The characterization is arguably where Train Man is found most wanting, as you will find no complex or deeply fleshed out characters in this story. The manga is so focused on the relationship between the two leads that it doesn’t develop them out as characters anymore than is absolutely necessary for the narrative. Meanwhile, the supporting cast is made up of unnamed ordinary people whose lives are only really ever shown in brief snapshots as they read and react to the ML’s forum posts. This is an instance where the manga’s concise writing acts as a double edged sword. On the one hand, the narrative develops quickly and the characters are generic to the point of being ordinary and universally relatable. But on the other hand, it means that even the two leads lack much characterization beyond their relationship to one another.
One of Train Man’s quirks is that the male and female leads are never referred to by their real names, instead they are only called by their forum aliases. This was likely done for two reasons: because these aliases were all they were known by in the original forum posts and because it gives them an anonymity and universal character that makes them more relatable. As I read in the moment, I didn’t like this as I felt it robbed our ML and FML of their individual identities, as if neither of them had a birth name and their existence only mattered as it related to this story. But in hindsight I can appreciate this eccentricity as it acts as a narrative device to limit the manga readers’ knowledge about the two main characters to that which the original forum readers would’ve known about by reading the original posts on 2ch. You, the reader, never learn the real names of “Train Man” and “Hermes” because the people who originally read the original posts on 2ch never learned their real names.

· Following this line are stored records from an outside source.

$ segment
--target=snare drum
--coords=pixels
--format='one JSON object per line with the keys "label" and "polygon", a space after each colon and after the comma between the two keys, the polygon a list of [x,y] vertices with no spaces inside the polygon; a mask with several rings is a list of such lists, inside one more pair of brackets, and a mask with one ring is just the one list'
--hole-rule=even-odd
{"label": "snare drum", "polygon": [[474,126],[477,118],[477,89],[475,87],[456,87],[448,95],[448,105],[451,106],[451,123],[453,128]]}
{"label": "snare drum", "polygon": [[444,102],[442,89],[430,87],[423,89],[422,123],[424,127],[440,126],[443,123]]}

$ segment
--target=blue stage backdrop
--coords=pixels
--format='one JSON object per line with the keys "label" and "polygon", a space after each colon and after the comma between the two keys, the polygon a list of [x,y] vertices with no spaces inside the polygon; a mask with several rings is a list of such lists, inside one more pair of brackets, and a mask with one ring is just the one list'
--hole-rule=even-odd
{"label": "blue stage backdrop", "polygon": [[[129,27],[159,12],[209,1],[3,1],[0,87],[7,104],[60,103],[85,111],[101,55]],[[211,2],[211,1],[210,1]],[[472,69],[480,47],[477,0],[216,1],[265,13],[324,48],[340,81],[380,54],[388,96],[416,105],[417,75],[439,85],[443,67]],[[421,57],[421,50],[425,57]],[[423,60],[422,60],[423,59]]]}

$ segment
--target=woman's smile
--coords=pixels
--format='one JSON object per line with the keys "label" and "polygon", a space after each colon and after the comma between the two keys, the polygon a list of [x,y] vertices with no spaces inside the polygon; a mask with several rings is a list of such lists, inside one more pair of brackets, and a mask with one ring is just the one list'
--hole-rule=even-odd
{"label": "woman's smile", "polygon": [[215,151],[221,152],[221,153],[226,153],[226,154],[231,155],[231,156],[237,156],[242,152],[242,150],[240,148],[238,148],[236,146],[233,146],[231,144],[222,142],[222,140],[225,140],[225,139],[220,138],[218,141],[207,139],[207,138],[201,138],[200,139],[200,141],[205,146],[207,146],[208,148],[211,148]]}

Train Man is a story that I think most people would be able to enjoy on some level. However, it is not a manga to read if you are seeking complex characters, an elaborate plot, or gorgeous art.
Ultimately, Train Man only does one very specific thing, but it does it exquisitely. It is a life affirming love story. It is the story of a man who works on himself in order to be worthy of the one he loves, of the people who encourage his growth and are in turn inspired by it, and of the woman that loves him for it.